Political Twitter - Report

Project description

This project served as a capstone for the “Learn SQL for Data Science Specialization” on Coursera. The original task was to create a report for a fictional company named “Lobbyists4America” based on tweets from politicians between the years 2008 and 2017.

As no more details regarding the task were given, I decided that the goal of my project will be to develop a general understanding of the political landscape in the US. I will identify both relationships between politicians and attitudes of politicians towards key topics. Apart from helping voters get a better idea of their politicians’ convicitions, it will support (fictional) lobbyists in determining how to best allocate resources. Trying to get a piece of legislation to pass, the lobbyist can e.g. use this analysis to identify which politicians need to be swayed and which politicians have the largest influence on their colleagues.

Questions

Basic analysis of tweet statistics: Whose tweets are the most liked, most retweeted? Does the number of tweets correlate with the number of likes and retweets? How does it correlate with the number of followers? Which correlation is stronger?
Network analysis: What are the relationships between politicians; are they amicable/hostile? What determines these relationships? Are they mostly divided by party line? Which politicians have the largest network, the biggest reach?
Topic modeling and sentiment analysis: Which topics dominate political twitter? How do members of every party feel/tweet about these topics?

Approach

To answer question 1.) it will be enough to simply compute summary statistics. To filter out correlations it might be indicative to look at both the total number of likes and the number of likes per tweet (same for number of retweets).
I will try to define relationships between politicians through mentions, replies and quotes. Sentiment analysis can be used on mentions and replies to establish what kind of relationship two politicians have. For simplicity I will assume that these relationships are undirected (meaning that if A likes B, B likes A). As a metric we can then look at the total number of connections a politician has and further see how many of these connections are negative/positive.
Topics can both be extracted from the text body of a tweet and hashtags used in the tweet. I will assume that hashtags can be uniquely identified with a topic. Sentiment analysis can then be used to gauge a politicians opinian towards a topic.

Challenges

The main challenge during this analysis was the lack of data regarding party membership as well as office being held by the inviduals behind the twitter accounts. This problem was resolved in a four tier approach:

The user’s account name as well as account description was parsed for keywords such as “Democratic”, “GOP”, “Senator” etc. This revealed the desired information for about 50% of all accounts.
Data from the Federal Election Commission (fec.gov) was matched by first and last name to twitter accounts to assign party membership where step 1 failed.
A python script was created to scrape Wikipedia for information about accounts for which the previous approaches returned no results.
The remaining approx. 20 accounts were manually scanned and information was retrieved through google searches.

Results

Tweet statistics

Donald Trump has the largest number of followers; in fact he has more followers than all Democrats and Republicans combined.

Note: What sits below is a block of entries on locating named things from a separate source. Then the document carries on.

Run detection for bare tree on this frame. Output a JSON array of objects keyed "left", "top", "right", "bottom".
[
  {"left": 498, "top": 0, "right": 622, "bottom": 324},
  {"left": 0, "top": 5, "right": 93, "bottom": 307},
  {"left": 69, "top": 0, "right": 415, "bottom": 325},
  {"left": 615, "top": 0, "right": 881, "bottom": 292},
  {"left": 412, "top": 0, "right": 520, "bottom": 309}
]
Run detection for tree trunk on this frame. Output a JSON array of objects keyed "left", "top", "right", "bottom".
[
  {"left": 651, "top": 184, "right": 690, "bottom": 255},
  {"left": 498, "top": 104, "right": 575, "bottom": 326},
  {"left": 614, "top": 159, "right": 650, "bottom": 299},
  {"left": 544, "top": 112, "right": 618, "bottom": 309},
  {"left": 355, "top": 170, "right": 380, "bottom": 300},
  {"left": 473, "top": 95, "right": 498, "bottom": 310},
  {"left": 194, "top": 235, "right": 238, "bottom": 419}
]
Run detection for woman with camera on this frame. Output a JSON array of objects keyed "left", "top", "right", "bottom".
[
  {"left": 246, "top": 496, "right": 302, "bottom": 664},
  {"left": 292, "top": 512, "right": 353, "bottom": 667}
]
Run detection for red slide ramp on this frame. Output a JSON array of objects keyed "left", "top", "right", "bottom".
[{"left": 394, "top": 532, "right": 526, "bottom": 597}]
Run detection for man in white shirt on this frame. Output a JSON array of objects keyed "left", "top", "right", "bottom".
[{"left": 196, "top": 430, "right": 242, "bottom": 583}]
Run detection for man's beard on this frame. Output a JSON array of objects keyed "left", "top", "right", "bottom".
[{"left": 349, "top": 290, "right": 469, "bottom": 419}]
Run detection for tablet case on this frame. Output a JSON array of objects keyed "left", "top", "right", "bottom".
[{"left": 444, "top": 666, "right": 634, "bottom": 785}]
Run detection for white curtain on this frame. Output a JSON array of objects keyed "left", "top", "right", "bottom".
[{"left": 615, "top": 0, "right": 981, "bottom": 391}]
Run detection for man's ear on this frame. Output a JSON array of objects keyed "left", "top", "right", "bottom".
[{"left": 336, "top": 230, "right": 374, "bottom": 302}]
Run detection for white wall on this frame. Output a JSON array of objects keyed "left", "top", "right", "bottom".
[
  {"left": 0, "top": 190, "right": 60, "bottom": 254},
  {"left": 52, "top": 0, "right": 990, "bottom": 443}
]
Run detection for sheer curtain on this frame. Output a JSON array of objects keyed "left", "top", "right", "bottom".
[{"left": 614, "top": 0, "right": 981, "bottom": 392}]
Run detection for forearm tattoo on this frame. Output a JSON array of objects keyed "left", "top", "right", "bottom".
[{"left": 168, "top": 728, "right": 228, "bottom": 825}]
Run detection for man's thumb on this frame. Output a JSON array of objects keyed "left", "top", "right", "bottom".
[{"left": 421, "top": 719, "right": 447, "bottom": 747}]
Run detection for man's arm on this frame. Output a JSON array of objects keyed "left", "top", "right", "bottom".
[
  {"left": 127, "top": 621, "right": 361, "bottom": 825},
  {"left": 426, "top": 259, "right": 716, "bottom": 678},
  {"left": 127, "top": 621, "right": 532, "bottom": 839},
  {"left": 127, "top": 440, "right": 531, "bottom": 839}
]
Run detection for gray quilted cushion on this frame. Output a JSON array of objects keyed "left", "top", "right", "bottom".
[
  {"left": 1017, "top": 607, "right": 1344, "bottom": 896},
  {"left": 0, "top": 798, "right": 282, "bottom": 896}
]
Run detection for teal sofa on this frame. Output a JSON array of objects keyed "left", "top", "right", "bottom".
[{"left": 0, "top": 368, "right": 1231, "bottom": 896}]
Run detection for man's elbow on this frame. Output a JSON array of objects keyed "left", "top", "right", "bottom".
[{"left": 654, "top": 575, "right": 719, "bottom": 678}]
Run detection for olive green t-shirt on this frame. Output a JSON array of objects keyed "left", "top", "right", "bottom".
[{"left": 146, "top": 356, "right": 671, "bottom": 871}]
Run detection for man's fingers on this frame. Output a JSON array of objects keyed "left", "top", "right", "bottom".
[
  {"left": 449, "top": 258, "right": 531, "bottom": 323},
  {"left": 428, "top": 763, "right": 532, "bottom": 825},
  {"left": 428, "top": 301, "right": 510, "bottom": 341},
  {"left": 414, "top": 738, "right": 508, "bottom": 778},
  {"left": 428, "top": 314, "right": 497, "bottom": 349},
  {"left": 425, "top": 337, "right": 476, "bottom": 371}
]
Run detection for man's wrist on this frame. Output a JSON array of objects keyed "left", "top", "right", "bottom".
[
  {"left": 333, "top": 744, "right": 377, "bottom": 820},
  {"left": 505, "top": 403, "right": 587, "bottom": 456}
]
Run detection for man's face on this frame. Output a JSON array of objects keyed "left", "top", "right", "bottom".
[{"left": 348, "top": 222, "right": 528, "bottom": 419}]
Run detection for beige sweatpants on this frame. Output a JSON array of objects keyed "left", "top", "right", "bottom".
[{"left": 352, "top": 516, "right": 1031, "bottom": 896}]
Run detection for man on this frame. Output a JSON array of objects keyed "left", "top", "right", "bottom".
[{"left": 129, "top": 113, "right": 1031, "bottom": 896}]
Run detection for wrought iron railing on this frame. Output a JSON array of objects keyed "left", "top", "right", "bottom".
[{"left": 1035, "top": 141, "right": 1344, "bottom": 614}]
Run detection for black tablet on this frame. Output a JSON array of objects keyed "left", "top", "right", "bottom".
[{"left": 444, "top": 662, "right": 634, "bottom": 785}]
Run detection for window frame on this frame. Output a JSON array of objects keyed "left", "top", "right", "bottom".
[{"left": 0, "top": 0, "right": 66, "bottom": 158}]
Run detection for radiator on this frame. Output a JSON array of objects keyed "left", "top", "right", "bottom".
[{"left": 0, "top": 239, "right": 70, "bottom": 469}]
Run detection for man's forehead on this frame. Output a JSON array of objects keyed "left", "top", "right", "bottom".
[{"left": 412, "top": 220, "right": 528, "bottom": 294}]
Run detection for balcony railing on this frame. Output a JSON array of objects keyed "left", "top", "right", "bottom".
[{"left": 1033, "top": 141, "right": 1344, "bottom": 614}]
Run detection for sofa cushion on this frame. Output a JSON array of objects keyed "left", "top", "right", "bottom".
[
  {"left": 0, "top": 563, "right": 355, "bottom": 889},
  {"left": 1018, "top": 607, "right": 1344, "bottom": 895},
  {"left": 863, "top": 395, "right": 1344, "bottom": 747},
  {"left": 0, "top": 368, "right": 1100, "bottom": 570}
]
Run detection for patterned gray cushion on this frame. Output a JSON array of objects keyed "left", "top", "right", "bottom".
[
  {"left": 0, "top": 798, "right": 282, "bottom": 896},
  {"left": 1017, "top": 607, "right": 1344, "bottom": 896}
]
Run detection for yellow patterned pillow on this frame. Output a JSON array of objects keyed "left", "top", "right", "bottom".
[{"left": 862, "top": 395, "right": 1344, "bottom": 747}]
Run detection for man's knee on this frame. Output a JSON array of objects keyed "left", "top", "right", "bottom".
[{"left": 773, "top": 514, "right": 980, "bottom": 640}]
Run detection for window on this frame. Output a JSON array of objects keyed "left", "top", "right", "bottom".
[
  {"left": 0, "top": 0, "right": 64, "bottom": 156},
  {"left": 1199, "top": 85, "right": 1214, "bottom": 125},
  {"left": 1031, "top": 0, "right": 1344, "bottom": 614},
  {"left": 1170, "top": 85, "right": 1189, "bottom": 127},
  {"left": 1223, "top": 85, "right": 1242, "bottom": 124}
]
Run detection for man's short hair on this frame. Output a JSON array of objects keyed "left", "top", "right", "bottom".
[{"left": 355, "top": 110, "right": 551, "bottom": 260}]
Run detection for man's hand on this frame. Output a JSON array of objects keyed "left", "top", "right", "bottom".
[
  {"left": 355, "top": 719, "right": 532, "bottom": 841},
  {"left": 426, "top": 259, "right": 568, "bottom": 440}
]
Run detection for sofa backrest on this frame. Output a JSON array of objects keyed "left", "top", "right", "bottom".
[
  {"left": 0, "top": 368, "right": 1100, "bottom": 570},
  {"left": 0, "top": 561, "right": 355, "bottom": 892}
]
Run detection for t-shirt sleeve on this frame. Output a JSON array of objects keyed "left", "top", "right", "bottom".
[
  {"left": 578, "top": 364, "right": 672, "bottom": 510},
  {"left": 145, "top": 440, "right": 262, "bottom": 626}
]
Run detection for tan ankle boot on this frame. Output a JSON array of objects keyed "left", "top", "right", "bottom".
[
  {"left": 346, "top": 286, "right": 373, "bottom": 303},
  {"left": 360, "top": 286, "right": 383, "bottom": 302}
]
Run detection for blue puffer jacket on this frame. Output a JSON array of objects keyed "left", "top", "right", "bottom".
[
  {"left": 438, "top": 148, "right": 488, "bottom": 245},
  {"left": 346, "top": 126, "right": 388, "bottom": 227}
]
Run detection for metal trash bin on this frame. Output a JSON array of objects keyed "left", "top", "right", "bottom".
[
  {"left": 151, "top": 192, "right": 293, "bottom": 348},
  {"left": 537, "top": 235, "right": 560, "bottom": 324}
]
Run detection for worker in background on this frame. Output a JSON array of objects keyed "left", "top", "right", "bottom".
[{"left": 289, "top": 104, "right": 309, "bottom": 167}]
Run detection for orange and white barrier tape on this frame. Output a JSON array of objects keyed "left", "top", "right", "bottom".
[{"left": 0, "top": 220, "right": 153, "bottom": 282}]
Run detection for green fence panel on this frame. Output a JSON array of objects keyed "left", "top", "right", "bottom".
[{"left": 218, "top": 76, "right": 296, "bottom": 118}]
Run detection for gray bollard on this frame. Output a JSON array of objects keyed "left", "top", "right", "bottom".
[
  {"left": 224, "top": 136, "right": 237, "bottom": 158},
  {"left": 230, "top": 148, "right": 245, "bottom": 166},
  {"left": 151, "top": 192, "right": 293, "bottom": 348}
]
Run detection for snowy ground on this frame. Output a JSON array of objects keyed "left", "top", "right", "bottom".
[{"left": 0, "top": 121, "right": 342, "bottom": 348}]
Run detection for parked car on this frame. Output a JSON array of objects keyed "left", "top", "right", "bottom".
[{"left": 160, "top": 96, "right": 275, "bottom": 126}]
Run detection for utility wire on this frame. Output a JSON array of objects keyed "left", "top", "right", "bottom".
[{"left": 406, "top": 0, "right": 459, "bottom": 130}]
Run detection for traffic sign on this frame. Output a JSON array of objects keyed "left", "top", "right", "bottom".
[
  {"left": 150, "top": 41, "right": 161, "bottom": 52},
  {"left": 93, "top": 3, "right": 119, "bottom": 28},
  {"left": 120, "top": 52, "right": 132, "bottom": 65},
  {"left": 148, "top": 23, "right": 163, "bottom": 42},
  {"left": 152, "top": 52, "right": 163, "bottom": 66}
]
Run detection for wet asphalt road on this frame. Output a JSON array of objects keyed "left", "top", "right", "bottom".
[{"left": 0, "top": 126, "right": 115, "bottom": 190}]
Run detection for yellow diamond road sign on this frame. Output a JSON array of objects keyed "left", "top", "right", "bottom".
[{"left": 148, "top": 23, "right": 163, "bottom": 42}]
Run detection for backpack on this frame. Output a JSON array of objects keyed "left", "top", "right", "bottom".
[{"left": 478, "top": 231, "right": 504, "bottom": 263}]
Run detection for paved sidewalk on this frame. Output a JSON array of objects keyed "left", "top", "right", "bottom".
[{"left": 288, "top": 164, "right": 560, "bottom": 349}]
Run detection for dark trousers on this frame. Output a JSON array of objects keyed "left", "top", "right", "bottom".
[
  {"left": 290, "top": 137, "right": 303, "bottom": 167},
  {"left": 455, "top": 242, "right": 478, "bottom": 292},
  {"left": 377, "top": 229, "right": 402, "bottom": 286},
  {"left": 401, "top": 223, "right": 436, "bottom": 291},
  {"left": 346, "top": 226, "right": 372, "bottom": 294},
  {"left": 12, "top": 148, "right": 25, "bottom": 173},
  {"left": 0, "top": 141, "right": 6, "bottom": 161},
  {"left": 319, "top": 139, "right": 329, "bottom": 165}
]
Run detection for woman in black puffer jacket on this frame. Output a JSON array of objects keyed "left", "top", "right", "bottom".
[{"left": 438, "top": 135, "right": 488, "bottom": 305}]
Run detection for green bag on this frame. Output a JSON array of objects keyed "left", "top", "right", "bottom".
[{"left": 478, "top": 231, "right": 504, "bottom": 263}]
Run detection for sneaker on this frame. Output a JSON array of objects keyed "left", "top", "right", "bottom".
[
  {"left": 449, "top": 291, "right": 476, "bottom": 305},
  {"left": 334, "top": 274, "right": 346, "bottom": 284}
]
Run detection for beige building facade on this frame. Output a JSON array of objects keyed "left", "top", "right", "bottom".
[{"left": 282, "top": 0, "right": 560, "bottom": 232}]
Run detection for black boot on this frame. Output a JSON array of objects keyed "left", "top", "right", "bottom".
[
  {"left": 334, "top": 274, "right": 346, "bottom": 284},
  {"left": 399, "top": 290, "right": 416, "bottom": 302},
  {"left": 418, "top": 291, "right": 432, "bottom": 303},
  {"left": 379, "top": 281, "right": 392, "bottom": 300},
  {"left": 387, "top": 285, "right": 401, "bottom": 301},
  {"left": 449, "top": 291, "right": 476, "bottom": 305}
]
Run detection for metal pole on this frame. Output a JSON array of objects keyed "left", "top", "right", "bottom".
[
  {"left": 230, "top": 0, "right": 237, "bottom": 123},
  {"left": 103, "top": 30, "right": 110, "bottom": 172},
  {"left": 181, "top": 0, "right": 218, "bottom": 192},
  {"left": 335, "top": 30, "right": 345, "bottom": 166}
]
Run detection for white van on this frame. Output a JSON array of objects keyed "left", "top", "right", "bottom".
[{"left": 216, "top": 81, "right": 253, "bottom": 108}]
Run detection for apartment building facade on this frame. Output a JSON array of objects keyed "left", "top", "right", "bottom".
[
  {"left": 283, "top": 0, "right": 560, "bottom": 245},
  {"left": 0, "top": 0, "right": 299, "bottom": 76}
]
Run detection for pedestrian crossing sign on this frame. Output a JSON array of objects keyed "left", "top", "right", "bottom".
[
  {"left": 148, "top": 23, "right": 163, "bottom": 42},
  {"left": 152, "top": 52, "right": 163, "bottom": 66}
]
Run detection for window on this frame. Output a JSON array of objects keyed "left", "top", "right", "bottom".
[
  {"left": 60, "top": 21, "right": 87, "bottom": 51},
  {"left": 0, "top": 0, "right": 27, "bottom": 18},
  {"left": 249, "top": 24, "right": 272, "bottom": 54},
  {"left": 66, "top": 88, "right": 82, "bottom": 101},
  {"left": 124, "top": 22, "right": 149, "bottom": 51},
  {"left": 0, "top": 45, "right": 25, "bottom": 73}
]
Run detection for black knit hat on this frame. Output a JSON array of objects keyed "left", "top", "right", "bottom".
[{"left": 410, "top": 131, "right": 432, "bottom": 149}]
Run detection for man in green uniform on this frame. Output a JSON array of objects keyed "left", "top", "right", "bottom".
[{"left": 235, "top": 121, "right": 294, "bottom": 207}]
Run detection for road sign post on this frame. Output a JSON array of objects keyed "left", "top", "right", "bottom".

Cory Booker leads in number of tweets.

However, in number of likes (aka favorites) per tweet he does not make it to the top 15

Looking at correlations within our data we see that the number of followers is correlated with the number of likes per tweet ($R^2 = 0.57$), however no correlation between number of followers and number of retweets per tweet can be observed ($R^2=0.01$). Using this knowledge we can fit a linear regression model:

\[\left( \frac{\text{Likes}}{\text{Tweet}} \right) = a \cdot \left( \text{Followers} \right) + b\]

Using this model we can identify over- and underperfomers. Here are the top and bottom ten performers:

On a party level it seems like Democrats perform better on average than Republicans:

Indeed a two-sample hypotheses test using non-parametric bootstrap reveals that Democrats have on average 10 more likes per tweet as expected by their number of followers ($p < 10^{-5}$, 95% confidence interval: (6,13))

Network analysis

I treated mentions, replies and quotes as (undirected) connections. Senators have on average 4.8 more connections than House Representatives and Governors ($p=7\cdot10^{-4}$, 95% CI: (2.5, 6.9)).

Analyzing the sentiment of these connections (-1: most negative sentiment, +1 most positive sentiment), I find that inner-party relationships are slightly more positive than those across party lines (Average deviation: 0.054 (0.003,0.104), P-value: 0.0412)

From the network graph shown below we can infer several things. Senators (shown with bold borders) seem to cluster, which means that they form stronger networks with other Senators. Using the graph interactively we can identify which politicians communicate more across party lines. These are the ones closer to the boundary between Republicans and Democrats. We can further see that both Bernie Sanders and maybe more surprisingly Donald Trump is surrounded by mostly Democrats.

Bokeh Plot

Topic modeling

For simplicity we only use hashtags to attach a topic to given tweet. Interestingly, only 1% of distinct hashtags make up about 50% of all usages of hashtags in this corpus:

Here is an overview of these hashtags:

I picked “Obamacare/ACA” and “Immigration” for further analysis. It should be noted that sentiments reported should be taken with a grain of salt, as they gauge the tone of a given tweet and not necessarily the opinion of a politician towards a topic. For example “The best case against #Obamacare is proving to be Obamacare itself” is certainly coming from a politician opposed to the affordable care act but will be counted a having a positive sentiment because of the occurrence of the word “best”. Therefore a more reliable measure may be to simply look about the tweet frequency about a given topic and split by keywords such as “repeal” for Obamacare and “reform” for immigration.

Conclusion

I have identified which politicians have the largest platform, both among their colleagues and their followers. Moving forward, I would recommend Lobbyists4America (the fictional company this report was geared towards) focus on politicians who are both popular among their followers (many followers + more likes per tweet than expected) and have a strong network of fellow politicians. An investment into these key-players should pay off as their opinion towards a policy/topic will quickly propagate. Given the vast number of politicians included in this dataset I have often resorted to presenting only the top and bottom precentiles. In the future it might be helpful to have an interactive dashboard that stakeholders can use to browse/analyze the dataset themselves.